Sohail Habib Qualifying Exam

Date and Time

Location

Online via Zoom

Details

Revisiting the Security of Biometric Authentication Systems

Chair: Dr. Joe Sawada 
Advisor:
Dr. Hassan Khan

Advisory: Dr. Andrew Hamilton-Wright
Non-Advisory: Dr. Charlie Obimbo
Non-Advisory: Dr. Radu Muresan [SoE]

ABSTRACT:

Usage of behavioural biometrics as continuous secondary authentication is getting good traction. Diverse set of behavioural biometrics (e.g., voice, keystroke patterns, gait, gaze, etc.) have been proposed, with promising results. Like other security systems, their perceived security has been challenged by recent works. Works related to attacks tend to focus on specific biometrics, although this provides valuable insights into performance against the attack, but in the real-world applications an attacker might attack multiple behavioural biometric modalities and can use publicly available datasets for malicious purposes.
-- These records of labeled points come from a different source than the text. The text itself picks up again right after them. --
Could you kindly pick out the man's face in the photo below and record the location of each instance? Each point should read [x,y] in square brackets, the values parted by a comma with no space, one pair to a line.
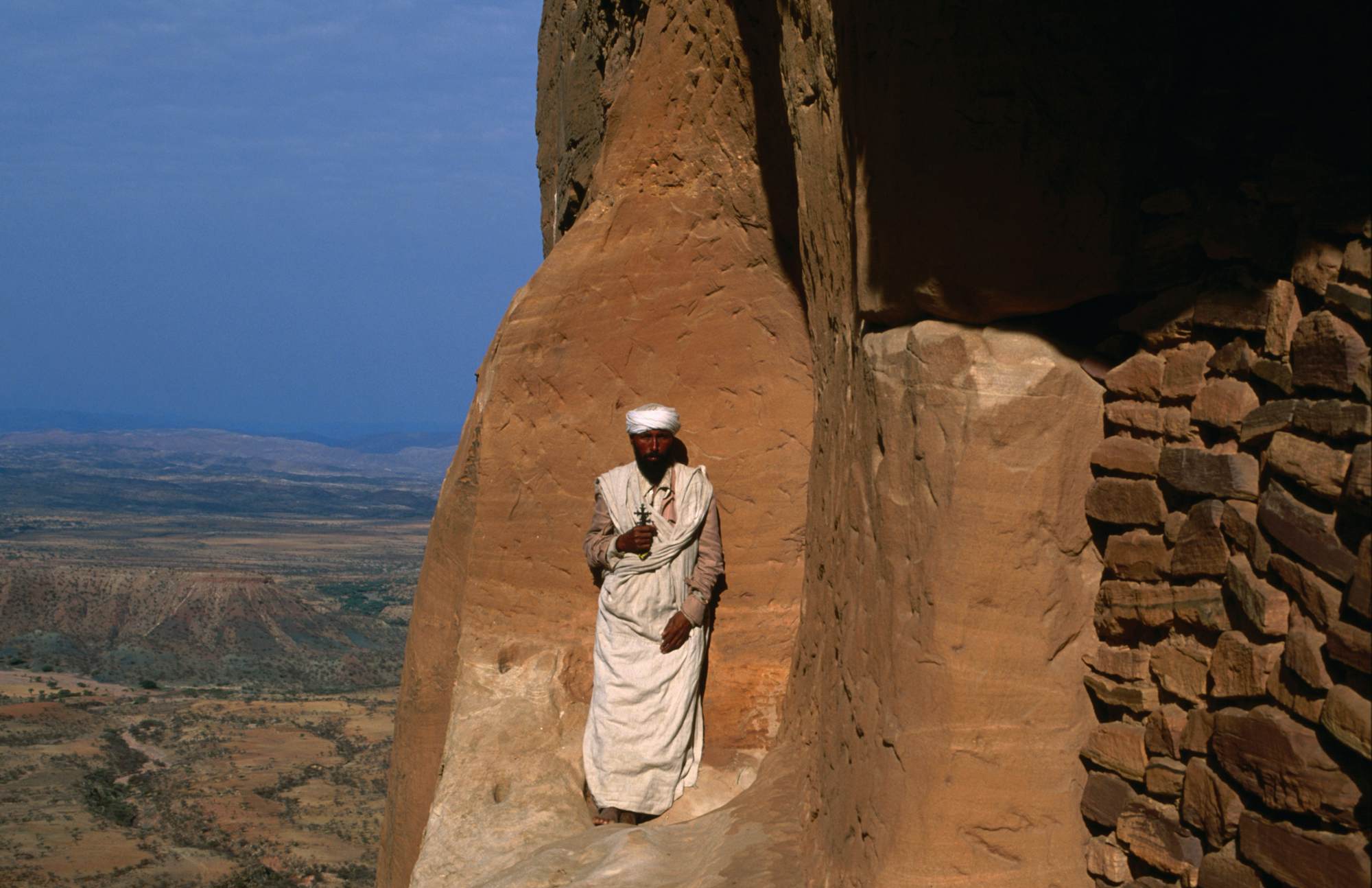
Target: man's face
[652,447]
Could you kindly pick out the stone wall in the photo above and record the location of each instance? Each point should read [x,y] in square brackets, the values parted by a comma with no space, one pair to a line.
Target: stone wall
[1231,507]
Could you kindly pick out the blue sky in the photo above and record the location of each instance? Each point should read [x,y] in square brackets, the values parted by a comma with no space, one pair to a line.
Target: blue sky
[256,211]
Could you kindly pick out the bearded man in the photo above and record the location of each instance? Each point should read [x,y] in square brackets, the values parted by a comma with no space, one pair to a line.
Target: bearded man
[655,541]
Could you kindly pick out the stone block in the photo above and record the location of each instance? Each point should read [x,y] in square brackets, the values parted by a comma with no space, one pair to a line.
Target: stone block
[1277,374]
[1127,664]
[1282,762]
[1305,532]
[1316,467]
[1234,360]
[1127,455]
[1348,717]
[1321,599]
[1360,591]
[1240,668]
[1284,318]
[1105,797]
[1201,550]
[1241,525]
[1223,869]
[1197,735]
[1225,404]
[1141,377]
[1164,778]
[1351,299]
[1271,418]
[1163,731]
[1304,858]
[1139,697]
[1264,605]
[1333,419]
[1149,418]
[1108,861]
[1304,655]
[1225,476]
[1351,646]
[1358,488]
[1123,603]
[1185,370]
[1209,804]
[1327,353]
[1201,605]
[1155,835]
[1316,264]
[1119,747]
[1294,695]
[1138,555]
[1181,665]
[1358,263]
[1126,502]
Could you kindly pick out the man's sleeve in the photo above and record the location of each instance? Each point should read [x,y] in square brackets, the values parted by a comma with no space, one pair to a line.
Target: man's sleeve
[600,540]
[710,566]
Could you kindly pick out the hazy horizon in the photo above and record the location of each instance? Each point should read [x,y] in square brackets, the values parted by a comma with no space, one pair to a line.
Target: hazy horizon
[263,215]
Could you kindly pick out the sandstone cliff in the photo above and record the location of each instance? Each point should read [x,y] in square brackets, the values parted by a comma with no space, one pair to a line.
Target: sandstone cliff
[806,224]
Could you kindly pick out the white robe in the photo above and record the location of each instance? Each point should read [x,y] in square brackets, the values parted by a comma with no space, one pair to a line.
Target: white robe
[644,734]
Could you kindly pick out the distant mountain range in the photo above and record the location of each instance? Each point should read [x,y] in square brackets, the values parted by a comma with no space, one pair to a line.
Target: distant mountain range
[362,437]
The work on potential defences is also scarce. Another factor requiring attention is that the use synthetic data augmentation introduce vulnerability that can be exploited by the attackers.
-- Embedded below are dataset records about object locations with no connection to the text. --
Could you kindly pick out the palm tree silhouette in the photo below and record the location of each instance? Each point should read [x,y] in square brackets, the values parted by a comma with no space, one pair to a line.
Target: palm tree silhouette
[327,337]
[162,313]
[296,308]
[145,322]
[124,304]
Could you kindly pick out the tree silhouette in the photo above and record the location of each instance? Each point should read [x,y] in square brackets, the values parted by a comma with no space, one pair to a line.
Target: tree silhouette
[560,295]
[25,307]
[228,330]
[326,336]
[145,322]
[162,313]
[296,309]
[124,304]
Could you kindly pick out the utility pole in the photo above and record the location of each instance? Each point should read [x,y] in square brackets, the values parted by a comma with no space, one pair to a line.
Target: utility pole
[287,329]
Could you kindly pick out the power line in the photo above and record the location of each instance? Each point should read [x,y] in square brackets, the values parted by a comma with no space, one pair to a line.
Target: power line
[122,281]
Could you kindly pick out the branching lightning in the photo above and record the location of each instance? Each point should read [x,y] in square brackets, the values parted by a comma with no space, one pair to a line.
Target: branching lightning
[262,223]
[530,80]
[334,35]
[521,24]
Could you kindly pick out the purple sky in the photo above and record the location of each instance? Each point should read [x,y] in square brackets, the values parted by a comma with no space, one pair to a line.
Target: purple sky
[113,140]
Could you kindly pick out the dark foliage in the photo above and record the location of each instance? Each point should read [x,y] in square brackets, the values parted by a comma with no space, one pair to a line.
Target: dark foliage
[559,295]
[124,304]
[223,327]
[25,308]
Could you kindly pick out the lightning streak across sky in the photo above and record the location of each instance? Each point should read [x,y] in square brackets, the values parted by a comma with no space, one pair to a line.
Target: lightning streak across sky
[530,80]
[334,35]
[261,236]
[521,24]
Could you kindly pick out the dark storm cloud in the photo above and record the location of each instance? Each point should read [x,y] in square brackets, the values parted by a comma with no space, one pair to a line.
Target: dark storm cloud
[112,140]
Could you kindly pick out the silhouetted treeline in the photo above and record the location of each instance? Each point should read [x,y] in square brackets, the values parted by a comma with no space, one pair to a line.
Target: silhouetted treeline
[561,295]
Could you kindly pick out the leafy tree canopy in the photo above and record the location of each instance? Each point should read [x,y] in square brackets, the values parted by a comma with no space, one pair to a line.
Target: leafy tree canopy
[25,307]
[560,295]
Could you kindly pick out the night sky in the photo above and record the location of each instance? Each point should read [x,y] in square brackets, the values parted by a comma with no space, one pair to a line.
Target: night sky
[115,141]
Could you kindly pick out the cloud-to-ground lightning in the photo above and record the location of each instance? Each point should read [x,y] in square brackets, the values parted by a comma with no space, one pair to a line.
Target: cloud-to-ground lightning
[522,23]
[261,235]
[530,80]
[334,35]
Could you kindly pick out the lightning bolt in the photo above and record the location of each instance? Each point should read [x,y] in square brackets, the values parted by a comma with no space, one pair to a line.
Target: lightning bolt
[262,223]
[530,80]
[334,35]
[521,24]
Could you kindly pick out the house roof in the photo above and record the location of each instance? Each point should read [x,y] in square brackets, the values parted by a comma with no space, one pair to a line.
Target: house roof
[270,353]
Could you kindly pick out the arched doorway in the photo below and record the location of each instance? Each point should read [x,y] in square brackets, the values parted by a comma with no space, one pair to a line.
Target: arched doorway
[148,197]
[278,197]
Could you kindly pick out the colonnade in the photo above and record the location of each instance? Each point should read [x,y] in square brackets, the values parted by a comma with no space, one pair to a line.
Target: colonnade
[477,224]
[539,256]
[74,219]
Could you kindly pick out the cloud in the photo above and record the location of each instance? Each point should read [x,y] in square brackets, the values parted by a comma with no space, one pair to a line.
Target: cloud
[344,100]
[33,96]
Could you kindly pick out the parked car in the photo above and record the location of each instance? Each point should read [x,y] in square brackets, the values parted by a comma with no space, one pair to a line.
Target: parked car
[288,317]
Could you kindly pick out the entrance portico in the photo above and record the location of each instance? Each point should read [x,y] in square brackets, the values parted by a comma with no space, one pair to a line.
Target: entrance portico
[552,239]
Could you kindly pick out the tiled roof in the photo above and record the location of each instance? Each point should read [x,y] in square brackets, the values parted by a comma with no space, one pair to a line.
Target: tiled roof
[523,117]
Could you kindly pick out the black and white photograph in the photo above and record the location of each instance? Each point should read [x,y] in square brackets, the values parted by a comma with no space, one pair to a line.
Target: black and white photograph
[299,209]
          With the rising adoption of behavioural biometrics and the lack of available research introduces wide gaps in the aforementioned areas. We address these gaps by researching new state of the art attacks and defences. We will develop two state of the art attacks with different assumptions to the data availability, and perform a vulnerability analysis of synthetic data augmentation techniques. Our first attack will assume that the attacker does not have access to victim’s data. This attack will identify overlaps in general population’s behavioural biometrics using either opensource datasets or through crowd sourcing. Identified overlaps will be used to mount a state-of-the-art statistical attack. We will compare our work with current state-of-the-art statistical attacks. This phase will also include work on first ever defence against statistical attacks.
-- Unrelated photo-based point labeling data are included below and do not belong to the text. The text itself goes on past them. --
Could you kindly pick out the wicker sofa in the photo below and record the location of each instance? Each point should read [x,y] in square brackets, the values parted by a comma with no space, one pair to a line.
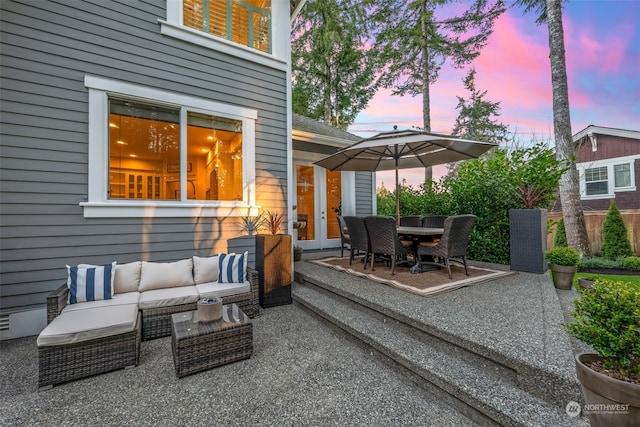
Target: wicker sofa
[88,338]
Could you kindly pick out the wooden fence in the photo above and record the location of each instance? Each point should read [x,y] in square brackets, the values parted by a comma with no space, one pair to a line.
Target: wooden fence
[594,221]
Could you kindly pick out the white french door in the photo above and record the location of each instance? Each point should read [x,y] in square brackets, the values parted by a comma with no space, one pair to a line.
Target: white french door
[318,199]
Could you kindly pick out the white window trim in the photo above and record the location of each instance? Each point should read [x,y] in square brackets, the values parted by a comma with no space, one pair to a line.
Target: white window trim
[609,164]
[173,27]
[98,204]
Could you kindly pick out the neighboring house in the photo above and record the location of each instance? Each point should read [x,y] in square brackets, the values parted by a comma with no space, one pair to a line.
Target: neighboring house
[608,163]
[136,131]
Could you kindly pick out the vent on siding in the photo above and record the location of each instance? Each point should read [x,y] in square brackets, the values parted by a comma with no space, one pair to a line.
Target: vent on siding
[4,322]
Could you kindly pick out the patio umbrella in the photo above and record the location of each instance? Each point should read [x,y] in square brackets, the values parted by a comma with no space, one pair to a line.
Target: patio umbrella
[403,149]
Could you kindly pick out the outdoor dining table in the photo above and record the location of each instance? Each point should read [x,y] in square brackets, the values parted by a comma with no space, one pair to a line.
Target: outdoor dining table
[418,234]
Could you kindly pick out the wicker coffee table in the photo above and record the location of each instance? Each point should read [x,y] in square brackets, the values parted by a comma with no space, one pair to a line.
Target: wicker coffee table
[198,346]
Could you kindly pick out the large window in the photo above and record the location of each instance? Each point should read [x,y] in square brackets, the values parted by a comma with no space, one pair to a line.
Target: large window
[144,154]
[183,156]
[603,178]
[246,22]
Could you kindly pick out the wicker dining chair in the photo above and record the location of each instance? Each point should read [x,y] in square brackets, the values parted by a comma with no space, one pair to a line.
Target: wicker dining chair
[385,243]
[345,238]
[359,238]
[452,247]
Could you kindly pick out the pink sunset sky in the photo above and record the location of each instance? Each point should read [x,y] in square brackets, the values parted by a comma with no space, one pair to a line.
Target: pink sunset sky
[602,42]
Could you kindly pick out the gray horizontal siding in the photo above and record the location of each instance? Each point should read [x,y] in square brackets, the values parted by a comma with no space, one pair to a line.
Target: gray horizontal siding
[364,194]
[47,49]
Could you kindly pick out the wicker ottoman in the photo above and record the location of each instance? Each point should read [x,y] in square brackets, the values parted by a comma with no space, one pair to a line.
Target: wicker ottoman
[198,346]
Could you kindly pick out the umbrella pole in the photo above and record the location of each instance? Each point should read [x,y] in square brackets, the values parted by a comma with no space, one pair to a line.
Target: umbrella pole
[397,196]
          The second attack will evaluate an insider threat. The insider can observe the victim, to identify key behaviours. Then the attacker would query opensource databases to find a close adversarial sample. For this work we will experiment with human participants by collecting behavioural biometric data, implement an authentication system and attacking it using human subjects. Imbalance in data for behavioural biometric-based security application is common, and often data augmentation techniques are used to balance the training data. It is well established that behavioural overlaps can open the possibility of a statistical attack. Yet, the impact of synthetic data augmentation on security is not well studied. We will evaluate the effect of data augmentation on security and identify best practices to avoid creation of any backdoor that can be used by the statistical attacks.